I don't doubt that things will be different. My plants have been accustomed to consistent but low levels of artificial light and are now being subjected to our nasty, dark, short days of November, December, and January. I'm sure this will have a negative effect on next year's blooms. On the upside, I believe higher humidity has helped decrease the amount of bud blast and improved flower quality. Also, Cattleyas and Phals are showing increased spiking, both because of better light.
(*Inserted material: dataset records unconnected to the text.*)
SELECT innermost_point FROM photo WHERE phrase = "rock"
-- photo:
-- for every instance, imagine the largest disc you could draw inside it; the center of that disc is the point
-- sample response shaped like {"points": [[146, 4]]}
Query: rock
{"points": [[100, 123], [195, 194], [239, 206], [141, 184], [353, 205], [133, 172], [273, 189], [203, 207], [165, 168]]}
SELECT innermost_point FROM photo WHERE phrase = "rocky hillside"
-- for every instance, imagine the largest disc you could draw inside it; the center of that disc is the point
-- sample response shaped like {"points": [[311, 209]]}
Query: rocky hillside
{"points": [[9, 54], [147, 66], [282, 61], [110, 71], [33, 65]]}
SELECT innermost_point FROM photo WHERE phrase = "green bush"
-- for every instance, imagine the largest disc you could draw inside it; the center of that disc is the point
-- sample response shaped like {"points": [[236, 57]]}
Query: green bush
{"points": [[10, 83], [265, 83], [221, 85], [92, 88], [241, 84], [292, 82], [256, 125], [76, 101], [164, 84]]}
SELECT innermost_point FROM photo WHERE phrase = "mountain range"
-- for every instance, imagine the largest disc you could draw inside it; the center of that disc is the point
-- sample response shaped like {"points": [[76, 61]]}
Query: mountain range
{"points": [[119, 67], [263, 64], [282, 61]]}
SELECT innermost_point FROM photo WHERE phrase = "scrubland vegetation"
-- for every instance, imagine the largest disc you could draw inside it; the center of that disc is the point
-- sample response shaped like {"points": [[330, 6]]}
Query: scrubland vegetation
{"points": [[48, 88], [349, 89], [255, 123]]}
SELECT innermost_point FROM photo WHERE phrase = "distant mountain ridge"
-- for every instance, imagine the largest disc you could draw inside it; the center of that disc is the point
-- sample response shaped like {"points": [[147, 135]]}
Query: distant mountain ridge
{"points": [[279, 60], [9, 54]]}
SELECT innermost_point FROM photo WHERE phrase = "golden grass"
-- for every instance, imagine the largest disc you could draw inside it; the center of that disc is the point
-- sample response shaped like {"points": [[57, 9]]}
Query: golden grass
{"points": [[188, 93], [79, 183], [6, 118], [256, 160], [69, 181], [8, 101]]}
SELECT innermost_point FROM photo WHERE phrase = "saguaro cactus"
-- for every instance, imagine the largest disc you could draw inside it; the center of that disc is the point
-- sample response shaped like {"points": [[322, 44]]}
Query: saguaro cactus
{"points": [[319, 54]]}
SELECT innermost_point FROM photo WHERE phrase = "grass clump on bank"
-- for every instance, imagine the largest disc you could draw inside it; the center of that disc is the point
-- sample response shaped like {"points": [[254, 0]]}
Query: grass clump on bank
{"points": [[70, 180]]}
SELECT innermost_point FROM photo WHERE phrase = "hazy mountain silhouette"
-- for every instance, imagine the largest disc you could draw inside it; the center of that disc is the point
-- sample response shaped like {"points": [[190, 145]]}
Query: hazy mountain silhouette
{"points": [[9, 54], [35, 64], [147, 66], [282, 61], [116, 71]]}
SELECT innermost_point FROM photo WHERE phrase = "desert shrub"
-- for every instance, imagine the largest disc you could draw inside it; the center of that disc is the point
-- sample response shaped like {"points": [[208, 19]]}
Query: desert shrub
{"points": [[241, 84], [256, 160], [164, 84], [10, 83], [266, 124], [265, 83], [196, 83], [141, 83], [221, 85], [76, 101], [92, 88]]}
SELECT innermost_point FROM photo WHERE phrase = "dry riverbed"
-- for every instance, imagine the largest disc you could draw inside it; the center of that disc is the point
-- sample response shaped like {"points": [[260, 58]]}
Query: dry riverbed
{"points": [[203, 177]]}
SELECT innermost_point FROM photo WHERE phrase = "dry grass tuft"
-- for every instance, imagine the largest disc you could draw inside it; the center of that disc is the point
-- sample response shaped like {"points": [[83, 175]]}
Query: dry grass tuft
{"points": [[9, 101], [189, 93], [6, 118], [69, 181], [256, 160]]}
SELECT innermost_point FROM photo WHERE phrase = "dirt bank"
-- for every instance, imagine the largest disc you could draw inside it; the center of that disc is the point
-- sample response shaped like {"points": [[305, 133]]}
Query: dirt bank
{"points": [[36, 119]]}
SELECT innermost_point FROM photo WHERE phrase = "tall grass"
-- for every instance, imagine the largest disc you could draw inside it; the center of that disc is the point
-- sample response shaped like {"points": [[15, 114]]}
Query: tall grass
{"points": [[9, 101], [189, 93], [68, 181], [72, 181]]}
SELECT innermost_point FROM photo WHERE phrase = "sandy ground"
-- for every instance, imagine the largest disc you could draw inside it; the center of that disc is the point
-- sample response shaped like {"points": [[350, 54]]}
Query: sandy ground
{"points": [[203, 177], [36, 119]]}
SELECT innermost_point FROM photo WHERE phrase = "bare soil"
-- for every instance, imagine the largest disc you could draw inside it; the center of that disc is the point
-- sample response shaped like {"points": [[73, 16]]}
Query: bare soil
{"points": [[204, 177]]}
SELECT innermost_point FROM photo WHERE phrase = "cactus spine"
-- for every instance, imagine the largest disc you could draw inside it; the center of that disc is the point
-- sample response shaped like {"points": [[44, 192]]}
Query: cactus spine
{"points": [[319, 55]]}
Our Phals especially were the "Cinderellas" of our collection, always getting the worst growing spots compared to their wicked step sister Paphs.:evil:


----------



## SlipperFan (Nov 26, 2010)

paphreek said:


> It was either build a greenhouse or liquidate a large number of plants. There was no way I could care for the growing collection in the house any longer.


I hear that!!!


----------



## SlipperKing (Nov 26, 2010)

* now being subjected to our nasty, dark, short days of November, December, and January.*
Again, this might be exactly what the doctor order! Adjust your water/fertilizer accordingly.


----------



## mormodes (Nov 27, 2010)

Yeah. The challenge now is trying to grow a mixed collection in one GH. But you've got a good volume-to-surface-area ratio, so hopefully yours won't be as twitchy as mine.


----------



## SlipperFan (Nov 27, 2010)

paphreek said:


> It was either build a greenhouse or liquidate a large number of plants. There was no way I could care for the growing collection in the house any longer.


I hear that!!!


----------



## McPaph (Nov 27, 2010)

Congrats on all the great looking blooms and the great looking greenhouse


----------